Sämtliche Bauanträge, die in der Gemeinderatssitzung in Hallerndorf zur Abstimmung standen, wurden anstandslos einstimmig genehmigt. Auch die Stellungnahme des Hallerndorfer Gemeinderats zu den Änderungen der Bebauungspläne in Hirschaid und Altendorf wurden einstimmig verabschiedet.
Die Straßenbauarbeiten im Baugebiet "Boint" Hallerndorf wird die Firma Höllein aus Bamberg übernehmen. Diese hatten mit 319 539 Euro das wirtschaftlichste Angebot geliefert.


Verschönertes Gelände

Felix Schubert und Thilo Jungkunz von der Naturstrom AG gaben den Gemeindevertretern einen umfangreichen Einblick in den Planungsstand des Hallerndorfer Nahwärmenetzes und Heizwerk und beantworteten alle Fragen.

Am Ortsausgang von Hallerndorf wird sowohl das Heizhaus als auch die Solarthermieanlage stehen: "Wer zum Kreuzberg wandert, kann sich hier aufhalten", erläuterte Schubert die Planung, in denen Bäume und Bänke das Gelände verschönern sollen. In einer ersten Ausbaustufe sollen Sonnenkollektoren mit einer Fläche von 950 Quadratmetern rund 475 000 Kilowattstunden Strom jährlich liefern. Mit der Erweiterung auf insgesamt 1660 Quadratmeter Kollektorenfläche könnten 800 000 Kilowattstunden Strom erzeugt werden.
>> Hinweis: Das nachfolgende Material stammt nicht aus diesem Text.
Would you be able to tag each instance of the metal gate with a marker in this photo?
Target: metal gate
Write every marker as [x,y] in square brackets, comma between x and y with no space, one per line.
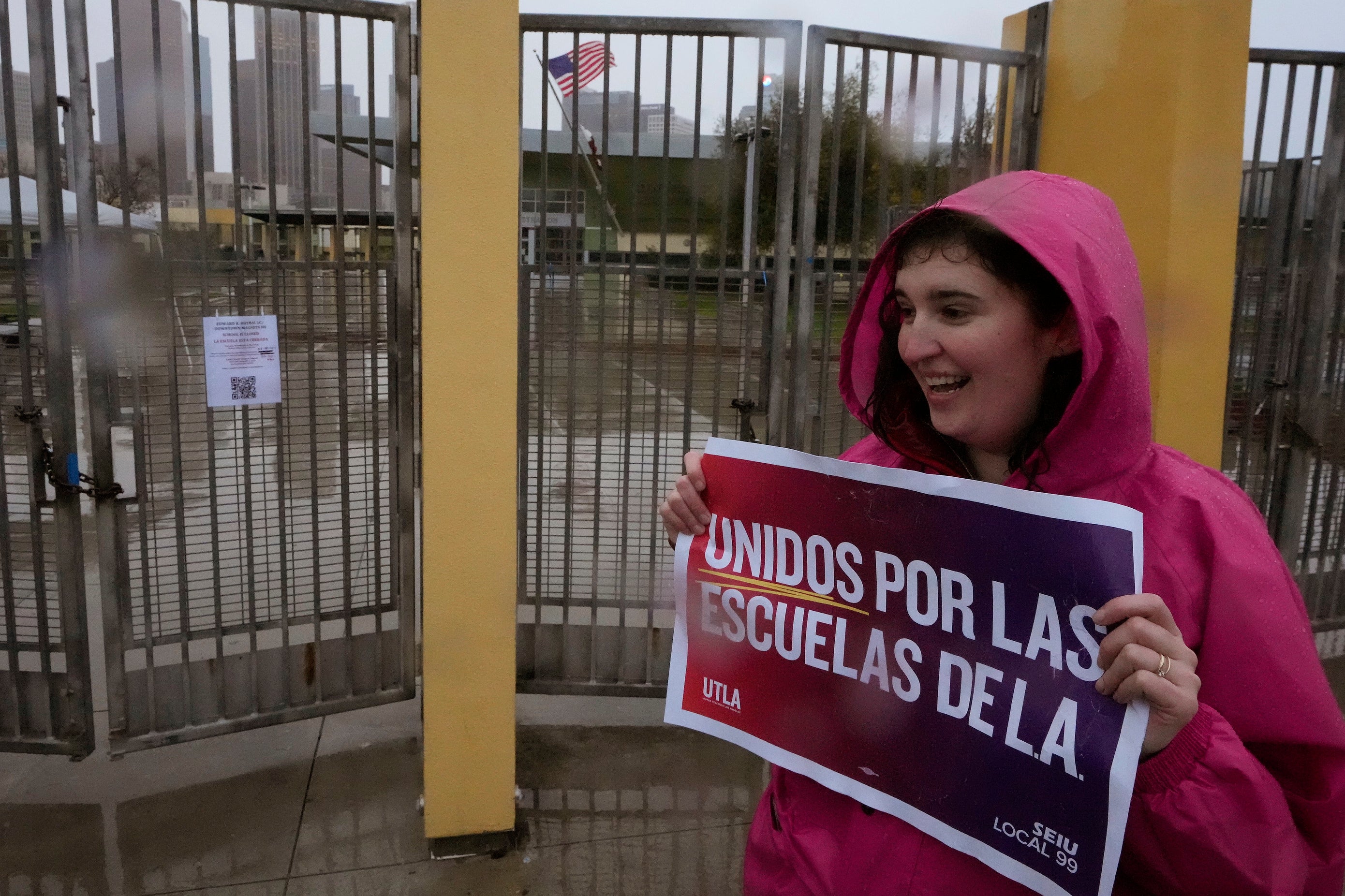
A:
[658,265]
[1285,419]
[45,677]
[893,126]
[650,245]
[256,561]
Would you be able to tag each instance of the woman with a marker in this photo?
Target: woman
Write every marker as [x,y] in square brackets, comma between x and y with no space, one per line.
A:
[1001,336]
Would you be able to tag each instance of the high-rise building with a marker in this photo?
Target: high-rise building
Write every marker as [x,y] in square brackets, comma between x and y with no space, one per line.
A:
[355,167]
[207,107]
[139,89]
[622,116]
[23,124]
[284,108]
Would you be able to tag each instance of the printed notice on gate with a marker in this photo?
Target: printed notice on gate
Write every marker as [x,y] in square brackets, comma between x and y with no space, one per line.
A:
[242,361]
[922,644]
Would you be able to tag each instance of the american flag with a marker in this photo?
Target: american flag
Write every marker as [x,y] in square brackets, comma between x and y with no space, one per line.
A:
[593,61]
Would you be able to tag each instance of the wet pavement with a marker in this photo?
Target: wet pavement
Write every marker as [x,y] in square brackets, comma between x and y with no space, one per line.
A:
[611,802]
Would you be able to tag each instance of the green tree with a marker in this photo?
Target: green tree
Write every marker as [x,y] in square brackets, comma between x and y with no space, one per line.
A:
[852,109]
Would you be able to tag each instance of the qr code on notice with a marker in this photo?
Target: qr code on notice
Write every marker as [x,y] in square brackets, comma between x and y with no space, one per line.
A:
[244,388]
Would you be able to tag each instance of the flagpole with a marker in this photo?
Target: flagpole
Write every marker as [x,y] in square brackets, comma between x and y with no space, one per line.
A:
[588,162]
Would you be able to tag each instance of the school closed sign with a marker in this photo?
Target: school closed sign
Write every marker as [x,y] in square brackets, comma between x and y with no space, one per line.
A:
[922,644]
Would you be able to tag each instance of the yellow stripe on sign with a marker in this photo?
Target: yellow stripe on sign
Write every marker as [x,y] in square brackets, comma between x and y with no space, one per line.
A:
[784,591]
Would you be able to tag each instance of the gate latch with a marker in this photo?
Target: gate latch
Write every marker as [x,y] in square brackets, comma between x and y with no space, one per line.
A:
[744,407]
[74,477]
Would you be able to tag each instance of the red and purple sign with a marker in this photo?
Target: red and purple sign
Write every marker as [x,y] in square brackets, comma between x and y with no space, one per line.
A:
[922,644]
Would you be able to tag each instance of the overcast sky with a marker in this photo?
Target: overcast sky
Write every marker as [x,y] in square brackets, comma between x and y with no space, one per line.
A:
[1308,25]
[1300,25]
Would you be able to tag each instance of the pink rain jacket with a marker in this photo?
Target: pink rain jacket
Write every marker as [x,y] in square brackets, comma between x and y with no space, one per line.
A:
[1250,797]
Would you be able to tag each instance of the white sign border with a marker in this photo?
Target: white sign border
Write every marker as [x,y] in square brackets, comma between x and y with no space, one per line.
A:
[1126,759]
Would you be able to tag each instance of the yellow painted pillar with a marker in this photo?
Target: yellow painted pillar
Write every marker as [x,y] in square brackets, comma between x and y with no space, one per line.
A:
[469,145]
[1144,100]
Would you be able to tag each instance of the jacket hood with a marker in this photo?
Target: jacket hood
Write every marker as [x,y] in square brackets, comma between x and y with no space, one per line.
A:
[1077,233]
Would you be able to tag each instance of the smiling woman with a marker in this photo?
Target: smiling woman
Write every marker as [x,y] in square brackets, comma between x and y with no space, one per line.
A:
[1001,336]
[986,334]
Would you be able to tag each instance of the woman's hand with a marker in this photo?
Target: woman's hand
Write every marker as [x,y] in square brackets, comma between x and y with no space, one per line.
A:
[1132,657]
[682,510]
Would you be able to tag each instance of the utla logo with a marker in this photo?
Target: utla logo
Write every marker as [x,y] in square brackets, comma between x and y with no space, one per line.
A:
[719,695]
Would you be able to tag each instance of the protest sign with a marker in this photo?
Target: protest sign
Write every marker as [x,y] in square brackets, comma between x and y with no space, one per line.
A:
[922,644]
[242,360]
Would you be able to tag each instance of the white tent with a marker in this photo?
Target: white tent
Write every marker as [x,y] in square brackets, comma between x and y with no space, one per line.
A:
[108,216]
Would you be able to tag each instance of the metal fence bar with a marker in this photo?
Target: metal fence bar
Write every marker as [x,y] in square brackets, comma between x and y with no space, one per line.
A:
[934,163]
[1284,419]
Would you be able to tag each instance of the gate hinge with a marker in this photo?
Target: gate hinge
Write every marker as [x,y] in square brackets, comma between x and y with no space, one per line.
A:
[49,465]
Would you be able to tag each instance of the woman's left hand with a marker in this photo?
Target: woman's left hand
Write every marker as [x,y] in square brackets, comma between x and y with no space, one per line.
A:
[1132,657]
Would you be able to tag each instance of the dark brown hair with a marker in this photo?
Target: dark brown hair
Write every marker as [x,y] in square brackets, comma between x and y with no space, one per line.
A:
[898,410]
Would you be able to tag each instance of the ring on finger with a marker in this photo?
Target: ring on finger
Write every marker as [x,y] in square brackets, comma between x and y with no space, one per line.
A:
[1165,665]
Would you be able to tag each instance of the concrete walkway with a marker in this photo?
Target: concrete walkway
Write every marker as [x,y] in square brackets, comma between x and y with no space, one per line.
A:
[330,806]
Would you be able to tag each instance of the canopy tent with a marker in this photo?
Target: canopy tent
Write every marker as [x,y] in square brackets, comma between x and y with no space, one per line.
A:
[108,216]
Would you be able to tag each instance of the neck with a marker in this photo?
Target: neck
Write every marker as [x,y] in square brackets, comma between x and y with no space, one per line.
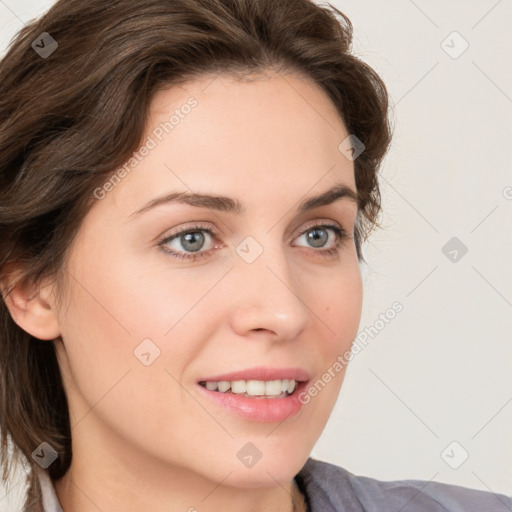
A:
[111,480]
Die zweite Ausbaustufe werde allerdings erst dann verwirklicht, wenn es genügend Abnehmer in Hallerndorf gebe, erklärte Schubert. Mit dieser Technik ließen sich 195 000 Liter Heizöl bereits mit der ersten Ausbaustufe einsparen. Im April werden bereits die notwendigen Rohrleitungen im Neubaugebiet verlegt, die notwendigen Bauanträge gestellt, sodass kurze Zeit später mit den Ausschreibungen und anschließend mit den Bauarbeiten begonnen werden kann.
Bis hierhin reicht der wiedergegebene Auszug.